Foreign Investors' Dollars Trapped in Nigeria’s Debt Market
editorApril 25, 2020 2:33 Am
Foreign investors have had their money trapped in Nigeria’s debt market as dollar liquidity dries up due to a lack of fresh inflows, a report monitored on Bloomberg has said.
Some bondholders who sold local-currency securities in March have been unable to repatriate their proceeds weeks after.
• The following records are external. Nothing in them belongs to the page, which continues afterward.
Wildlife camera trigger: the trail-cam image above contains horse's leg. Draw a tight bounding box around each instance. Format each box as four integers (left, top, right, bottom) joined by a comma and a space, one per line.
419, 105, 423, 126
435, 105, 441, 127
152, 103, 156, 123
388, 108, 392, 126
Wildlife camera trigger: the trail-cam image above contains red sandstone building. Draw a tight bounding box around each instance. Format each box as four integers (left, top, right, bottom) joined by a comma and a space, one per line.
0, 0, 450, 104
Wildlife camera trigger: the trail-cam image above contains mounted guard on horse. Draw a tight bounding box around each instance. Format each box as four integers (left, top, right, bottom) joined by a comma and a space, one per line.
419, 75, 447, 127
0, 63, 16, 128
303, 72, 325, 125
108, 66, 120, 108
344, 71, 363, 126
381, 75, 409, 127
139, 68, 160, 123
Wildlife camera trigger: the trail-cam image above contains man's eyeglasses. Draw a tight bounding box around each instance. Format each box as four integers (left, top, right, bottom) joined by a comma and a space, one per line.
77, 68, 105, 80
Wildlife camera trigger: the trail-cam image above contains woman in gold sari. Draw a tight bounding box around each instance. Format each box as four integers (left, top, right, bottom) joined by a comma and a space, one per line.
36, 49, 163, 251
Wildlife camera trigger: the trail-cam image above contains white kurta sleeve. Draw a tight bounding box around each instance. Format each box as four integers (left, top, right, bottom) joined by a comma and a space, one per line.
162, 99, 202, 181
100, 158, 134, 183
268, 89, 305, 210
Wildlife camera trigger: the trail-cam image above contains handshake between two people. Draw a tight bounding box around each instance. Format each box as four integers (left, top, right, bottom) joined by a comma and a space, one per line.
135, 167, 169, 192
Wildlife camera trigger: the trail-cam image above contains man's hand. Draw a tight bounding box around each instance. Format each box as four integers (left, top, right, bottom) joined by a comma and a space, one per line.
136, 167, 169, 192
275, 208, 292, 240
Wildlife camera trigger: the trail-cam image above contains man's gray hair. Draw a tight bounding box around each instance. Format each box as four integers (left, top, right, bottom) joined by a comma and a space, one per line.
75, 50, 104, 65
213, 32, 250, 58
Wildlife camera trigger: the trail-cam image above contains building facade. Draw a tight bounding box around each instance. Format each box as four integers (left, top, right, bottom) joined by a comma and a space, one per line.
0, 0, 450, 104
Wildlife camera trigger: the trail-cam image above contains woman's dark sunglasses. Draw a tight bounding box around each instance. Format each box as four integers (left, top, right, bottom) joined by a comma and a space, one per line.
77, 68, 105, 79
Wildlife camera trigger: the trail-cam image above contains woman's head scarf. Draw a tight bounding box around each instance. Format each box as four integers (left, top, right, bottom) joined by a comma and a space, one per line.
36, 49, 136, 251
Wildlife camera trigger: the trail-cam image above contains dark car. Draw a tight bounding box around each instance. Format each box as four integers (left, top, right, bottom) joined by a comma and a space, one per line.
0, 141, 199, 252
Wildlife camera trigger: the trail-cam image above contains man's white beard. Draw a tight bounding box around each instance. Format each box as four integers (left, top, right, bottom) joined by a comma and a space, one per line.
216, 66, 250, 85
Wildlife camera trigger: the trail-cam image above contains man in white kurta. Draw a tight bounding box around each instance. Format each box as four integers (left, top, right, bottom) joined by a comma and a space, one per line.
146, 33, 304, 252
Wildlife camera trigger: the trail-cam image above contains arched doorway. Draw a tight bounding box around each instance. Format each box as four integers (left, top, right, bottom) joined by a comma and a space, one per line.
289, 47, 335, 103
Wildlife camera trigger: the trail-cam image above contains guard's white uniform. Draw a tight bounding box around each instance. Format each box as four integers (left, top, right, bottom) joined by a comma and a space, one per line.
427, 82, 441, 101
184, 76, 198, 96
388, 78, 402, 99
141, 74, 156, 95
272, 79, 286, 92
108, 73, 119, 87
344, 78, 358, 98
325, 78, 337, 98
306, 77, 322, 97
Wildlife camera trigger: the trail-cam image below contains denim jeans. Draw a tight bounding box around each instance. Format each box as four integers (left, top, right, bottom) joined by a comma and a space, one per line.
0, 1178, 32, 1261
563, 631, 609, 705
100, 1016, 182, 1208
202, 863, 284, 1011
Dollar inflows in Africa’s largest oil-producing nation have taken a hit from a plunge in crude, which account for 90 per cent of foreign-exchange earnings.
The investors and exporters market where foreigners buy dollars is trading $20 million a day on average compared with when it used to trade $300 million to $400 million per day two months ago, Stanbic IBTC equity analyst Akinbamidele Akintola said by phone.
“Everyone is a buyer of dollars but there is hardly any seller” after the central bank stopped dollar supply since March 20, Akintola said in a separate note earlier this month.Trapped investors are reinvesting funds in high-yielding central bank bills while they await enough liquidity to get their funds out, said Samir Gadio, London-based head of Africa strategy at Standard Chartered Plc. Yields on the long-dated papers now average 10% to 12% having rallied about 20% in March.